Conferir o aplicativo do banco, embarcar em um voo, assistir televisão e passar por consultas médicas são atividades comuns no dia a dia de muitas pessoas ao redor do mundo. De repente, tela azul. Os sistemas dos serviços financeiros e de saúde estão fora do ar, a TV não tem sinal e não dá para fazer check-in on-line ou conferir seu voo no telão do aeroporto. Foi o que aconteceu na sexta-feira (19). E não foi um ataque terrorista, nem uma elaborada ação de hackers. Como um daqueles eventos raros e inesperados que desafiam os modelos de risco, 8,5 milhões de dispositivos com o sistema operacional Windows, da Microsoft, foram afetados depois de uma atualização malfeita do mecanismo de proteção dinâmica chamado Falcon, da empresa de cibersegurança CrowdStrike.

Segundo a companhia, o problema durou um pouco mais de uma hora. Mas foi tempo suficiente para a paralisação e perdas bilionárias de empresas e pessoas mundo afora.
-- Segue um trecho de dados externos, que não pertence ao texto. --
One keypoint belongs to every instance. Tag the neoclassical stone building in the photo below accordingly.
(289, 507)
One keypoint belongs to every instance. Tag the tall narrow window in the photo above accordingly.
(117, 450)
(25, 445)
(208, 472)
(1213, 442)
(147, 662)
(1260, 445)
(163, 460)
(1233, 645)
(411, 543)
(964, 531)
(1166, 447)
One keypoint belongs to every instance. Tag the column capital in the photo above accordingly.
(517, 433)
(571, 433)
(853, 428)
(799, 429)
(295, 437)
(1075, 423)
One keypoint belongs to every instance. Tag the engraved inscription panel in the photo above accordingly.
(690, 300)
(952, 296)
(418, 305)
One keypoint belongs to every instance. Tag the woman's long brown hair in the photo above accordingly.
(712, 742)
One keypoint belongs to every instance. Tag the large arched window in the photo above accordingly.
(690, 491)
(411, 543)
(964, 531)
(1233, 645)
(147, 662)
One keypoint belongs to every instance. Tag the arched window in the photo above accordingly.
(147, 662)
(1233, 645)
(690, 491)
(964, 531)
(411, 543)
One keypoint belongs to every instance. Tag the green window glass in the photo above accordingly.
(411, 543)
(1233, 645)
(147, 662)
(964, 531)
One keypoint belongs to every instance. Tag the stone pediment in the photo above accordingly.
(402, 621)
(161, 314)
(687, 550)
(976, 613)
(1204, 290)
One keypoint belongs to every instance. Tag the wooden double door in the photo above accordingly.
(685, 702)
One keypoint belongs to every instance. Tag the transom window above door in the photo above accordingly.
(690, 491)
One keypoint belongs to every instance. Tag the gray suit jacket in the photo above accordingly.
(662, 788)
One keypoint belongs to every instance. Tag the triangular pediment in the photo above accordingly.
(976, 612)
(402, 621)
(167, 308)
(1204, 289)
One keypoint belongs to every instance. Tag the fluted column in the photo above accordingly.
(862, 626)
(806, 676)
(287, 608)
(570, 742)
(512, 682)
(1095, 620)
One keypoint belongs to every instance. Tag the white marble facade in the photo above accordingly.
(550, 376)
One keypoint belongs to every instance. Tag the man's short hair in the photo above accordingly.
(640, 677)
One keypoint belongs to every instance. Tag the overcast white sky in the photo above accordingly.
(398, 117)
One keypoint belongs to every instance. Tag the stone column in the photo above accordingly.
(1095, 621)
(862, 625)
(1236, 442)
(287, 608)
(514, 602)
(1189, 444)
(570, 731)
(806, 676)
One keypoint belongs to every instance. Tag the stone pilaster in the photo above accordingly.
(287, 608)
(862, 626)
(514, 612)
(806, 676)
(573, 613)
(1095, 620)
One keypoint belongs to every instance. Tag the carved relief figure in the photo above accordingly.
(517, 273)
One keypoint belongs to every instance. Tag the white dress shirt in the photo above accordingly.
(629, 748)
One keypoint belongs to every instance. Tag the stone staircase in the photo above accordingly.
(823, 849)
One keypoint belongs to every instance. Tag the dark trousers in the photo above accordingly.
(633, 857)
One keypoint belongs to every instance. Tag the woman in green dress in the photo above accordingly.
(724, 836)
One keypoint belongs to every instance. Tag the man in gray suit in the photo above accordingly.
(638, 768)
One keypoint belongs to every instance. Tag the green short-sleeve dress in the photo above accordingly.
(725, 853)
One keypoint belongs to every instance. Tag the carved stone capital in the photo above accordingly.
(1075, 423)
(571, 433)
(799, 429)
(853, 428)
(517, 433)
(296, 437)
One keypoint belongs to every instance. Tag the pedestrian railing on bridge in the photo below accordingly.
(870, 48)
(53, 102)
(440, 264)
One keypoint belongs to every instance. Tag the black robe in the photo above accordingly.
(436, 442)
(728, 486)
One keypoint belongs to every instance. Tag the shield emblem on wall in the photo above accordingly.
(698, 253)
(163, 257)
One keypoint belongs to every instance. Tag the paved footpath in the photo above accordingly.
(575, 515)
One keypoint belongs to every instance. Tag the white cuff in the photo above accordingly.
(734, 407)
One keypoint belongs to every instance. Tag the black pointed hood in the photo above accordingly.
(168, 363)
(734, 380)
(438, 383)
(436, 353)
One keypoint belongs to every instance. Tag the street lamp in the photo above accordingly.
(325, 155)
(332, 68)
As corporações norte-americanas que integram a lista da Fortune 500, exceto a Microsoft, enfrentarão US$ 5,4 bilhões em perdas financeiras decorrentes da falha, afirmou a seguradora Parametrix. É o pior apagão cibernético da história — até aqui, ressalta-se — e deve reconfigurar o mundo dos negócios.
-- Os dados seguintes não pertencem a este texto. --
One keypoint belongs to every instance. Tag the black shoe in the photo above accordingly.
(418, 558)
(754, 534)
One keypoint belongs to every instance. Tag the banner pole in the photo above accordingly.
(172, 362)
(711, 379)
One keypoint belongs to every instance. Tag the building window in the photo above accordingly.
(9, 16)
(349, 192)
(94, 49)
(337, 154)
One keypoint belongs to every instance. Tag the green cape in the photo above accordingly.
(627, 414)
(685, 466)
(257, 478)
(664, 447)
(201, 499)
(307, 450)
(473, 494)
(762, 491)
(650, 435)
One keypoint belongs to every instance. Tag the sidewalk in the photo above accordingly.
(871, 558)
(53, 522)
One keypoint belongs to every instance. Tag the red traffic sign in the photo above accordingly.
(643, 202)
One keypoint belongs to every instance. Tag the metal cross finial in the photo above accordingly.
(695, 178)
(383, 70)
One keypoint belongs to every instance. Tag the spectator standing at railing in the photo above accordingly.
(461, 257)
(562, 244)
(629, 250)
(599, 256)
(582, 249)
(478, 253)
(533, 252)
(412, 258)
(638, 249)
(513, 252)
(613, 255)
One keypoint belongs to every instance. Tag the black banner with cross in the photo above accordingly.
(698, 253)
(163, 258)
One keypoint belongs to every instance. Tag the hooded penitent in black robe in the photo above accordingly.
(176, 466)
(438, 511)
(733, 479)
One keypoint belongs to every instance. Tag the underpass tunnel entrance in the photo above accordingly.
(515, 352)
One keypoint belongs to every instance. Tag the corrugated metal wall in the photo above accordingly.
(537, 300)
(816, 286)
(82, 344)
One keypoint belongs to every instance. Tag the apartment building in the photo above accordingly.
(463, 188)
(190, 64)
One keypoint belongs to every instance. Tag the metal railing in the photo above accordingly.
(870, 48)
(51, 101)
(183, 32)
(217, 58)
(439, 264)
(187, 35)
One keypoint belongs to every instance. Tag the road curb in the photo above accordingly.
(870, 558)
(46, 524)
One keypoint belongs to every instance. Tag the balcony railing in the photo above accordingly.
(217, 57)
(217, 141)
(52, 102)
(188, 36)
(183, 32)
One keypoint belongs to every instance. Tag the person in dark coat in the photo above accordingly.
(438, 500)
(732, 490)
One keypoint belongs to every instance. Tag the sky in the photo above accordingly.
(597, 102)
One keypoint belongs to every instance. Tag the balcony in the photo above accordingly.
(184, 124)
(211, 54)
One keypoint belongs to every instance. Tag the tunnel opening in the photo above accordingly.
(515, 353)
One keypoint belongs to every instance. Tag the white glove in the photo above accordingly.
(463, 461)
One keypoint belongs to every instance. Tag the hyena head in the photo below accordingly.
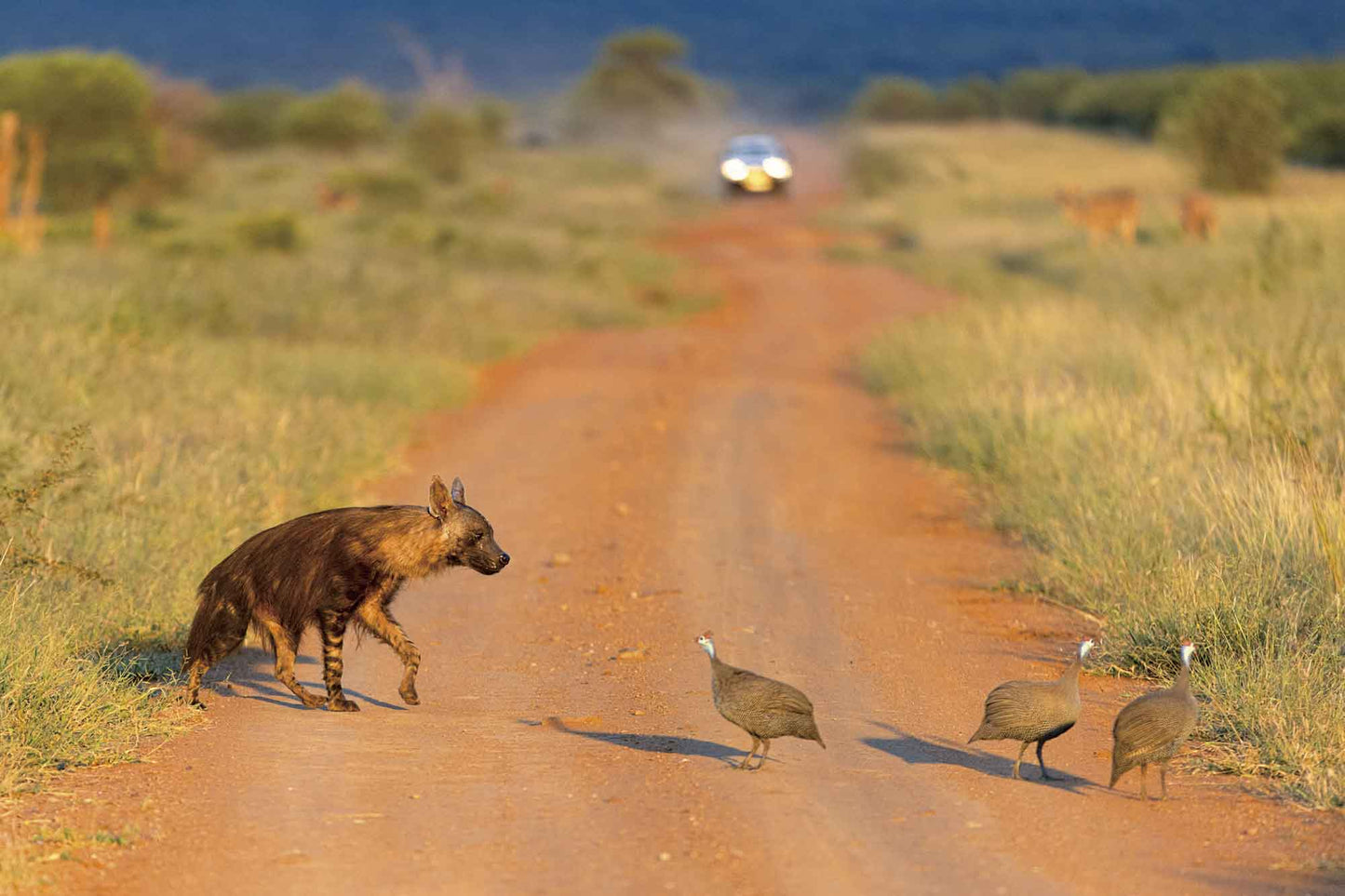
(465, 536)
5,4 bilhões de dólares em perdas financeiras decorrentes da falha 
8,5 milhões de dispositivos foram afetados ao redor do mundo

Em 2017, companhias como FedEx e Honda sofreram com o ataque de ransomware WannaCry. Foram mais de 200 mil computadores atingidos em 150 países.

Desta vez, foi muito maior e de uma forma diferente: por erro humano, mais possivelmente. E a busca por soluções para evitar outros estragos do tipo é justamente a tecnologia, que deve ser aprimorada para mitigar os efeitos de eventuais quedas em massa.
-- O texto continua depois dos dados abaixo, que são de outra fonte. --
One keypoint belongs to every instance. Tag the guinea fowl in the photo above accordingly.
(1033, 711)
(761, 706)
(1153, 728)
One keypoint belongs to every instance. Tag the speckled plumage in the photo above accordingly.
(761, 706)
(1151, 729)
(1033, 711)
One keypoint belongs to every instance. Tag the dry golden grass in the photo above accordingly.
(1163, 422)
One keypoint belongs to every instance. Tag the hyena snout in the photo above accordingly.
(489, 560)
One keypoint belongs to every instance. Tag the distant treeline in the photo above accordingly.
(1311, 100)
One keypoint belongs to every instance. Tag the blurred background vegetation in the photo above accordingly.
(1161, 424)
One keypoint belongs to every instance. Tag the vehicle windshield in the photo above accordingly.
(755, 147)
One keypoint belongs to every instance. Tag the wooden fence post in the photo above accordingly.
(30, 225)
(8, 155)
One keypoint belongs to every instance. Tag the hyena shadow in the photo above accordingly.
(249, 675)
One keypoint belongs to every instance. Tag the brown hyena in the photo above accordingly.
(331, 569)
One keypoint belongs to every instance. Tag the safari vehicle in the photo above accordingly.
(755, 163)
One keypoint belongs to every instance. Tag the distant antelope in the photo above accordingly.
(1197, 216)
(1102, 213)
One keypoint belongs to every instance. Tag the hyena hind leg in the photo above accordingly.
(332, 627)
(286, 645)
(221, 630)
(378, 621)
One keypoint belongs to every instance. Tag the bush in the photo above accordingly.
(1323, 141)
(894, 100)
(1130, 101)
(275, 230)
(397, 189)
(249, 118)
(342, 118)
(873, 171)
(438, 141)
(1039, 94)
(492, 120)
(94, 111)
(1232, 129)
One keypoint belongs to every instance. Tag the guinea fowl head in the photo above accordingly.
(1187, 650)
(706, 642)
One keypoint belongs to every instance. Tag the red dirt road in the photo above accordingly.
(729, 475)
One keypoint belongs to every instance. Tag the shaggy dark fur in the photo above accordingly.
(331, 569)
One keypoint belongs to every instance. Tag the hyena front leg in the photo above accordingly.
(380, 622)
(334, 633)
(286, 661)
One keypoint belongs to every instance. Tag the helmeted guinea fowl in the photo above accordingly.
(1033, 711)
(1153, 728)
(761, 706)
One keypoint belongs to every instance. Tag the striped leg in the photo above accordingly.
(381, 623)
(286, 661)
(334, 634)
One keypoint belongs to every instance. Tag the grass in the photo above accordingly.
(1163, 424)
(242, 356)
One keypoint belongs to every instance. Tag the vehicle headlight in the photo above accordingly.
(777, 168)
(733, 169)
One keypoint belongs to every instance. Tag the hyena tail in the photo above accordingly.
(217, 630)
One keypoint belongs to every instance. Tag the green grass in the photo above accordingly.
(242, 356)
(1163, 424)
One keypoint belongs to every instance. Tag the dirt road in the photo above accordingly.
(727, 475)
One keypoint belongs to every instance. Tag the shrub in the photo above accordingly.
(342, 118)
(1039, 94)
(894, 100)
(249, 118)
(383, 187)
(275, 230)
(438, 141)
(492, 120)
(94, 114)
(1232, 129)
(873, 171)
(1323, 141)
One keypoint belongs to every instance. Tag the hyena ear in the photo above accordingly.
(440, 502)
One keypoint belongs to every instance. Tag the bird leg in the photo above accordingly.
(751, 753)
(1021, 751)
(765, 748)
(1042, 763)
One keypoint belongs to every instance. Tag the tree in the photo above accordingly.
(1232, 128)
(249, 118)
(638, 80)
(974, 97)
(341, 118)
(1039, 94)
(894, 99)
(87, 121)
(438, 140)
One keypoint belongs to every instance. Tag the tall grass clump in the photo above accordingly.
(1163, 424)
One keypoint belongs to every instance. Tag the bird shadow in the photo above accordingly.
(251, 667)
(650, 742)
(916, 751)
“Estamos caminhando a passos largos para uma dependência tecnológica cada vez maior, com evoluções positivas”, disse à DINHEIRO Luis Matos, professor da Faculdade de Informática e Administração Paulista (Fiap). O incidente jogou luz sobre a interconectividade de um amplo ecossistema, que engloba provedores de nuvem, plataformas de software, fornecedores de segurança e clientes. A Microsoft afirmou em comunicado que “é também um lembrete do quão importante é para todos nós, em todo o ecossistema tecnológico, priorizar a operação com implantação segura e recuperação de desastre utilizando os mecanismos que existem”.

Luis Matos, professor da Fiap, (acima) e Claudinei Elias, CEO da Ambipar ESG (abaixo) avaliam dependência tecnológica e como as empresas devem se preparar
(Divulgação)

Compreender a interconectividade do ecossistema é um ponto de partida crucial, mas não é o único aspecto a ser considerado pelas empresas para evitar apagões generalizados.

Fato é que não dá para falar sobre mercado de tecnologia sem levar em conta a sua alta concentração.

Os maiores serviços de computação em nuvem estão nas mãos de duas big techs majoritariamente: a Amazon e a Microsoft.

Os dois principais sistemas operacionais de smartphones pertencem a Google e Apple.

 E o que todas as empresas têm em comum? Suas raízes norte-americanas.

No caso das nuvens públicas, como Microsoft Azure e Amazon Web Service (AMS), elas tendem a crescer ainda mais com a Inteligência Artificial. Para Claudinei Elias, CEO da Ambipar ESG e especialista em cibersegurança, o caminho é segregar os riscos. “É preciso materializar os riscos e os planos de continuidade. Hospedar um ambiente operacional em uma nuvem e a recuperação em outra, pode descentralizar a dependência”, afirmou.

EFEITOS

Globalmente, a pane registrada na sexta-feira (19) provocou atraso de 42 mil voos e os cancelamentos de outros 4,6 mil. As companhias norte-americanas Delta Air Lines e a United Airlines estão entre as mais atingidas.
Assim como os serviços de telecomunicação, saúde e financeiro do país.
No Brasil, sistemas e operações também foram afetados.

Em decorrência disso, foram registrados atrasos em voos da Azul, instabilidade na plataforma de bancos e fintechs, como Bradesco, queda do site do STF, problemas nas distribuidoras de energia elétrica, entre outras celeumas.

Os efeitos no Brasil foram em menor escala devido à capilaridade e ao fuso horário, segundo os especialistas. Era madrugada no País quando a pane aconteceu. O futuro é interconectado. Embora tenhamos otimizações e avanços, essa jornada inclui bugs. Inevitáveis, por vezes. É preciso se preparar para sobreviver.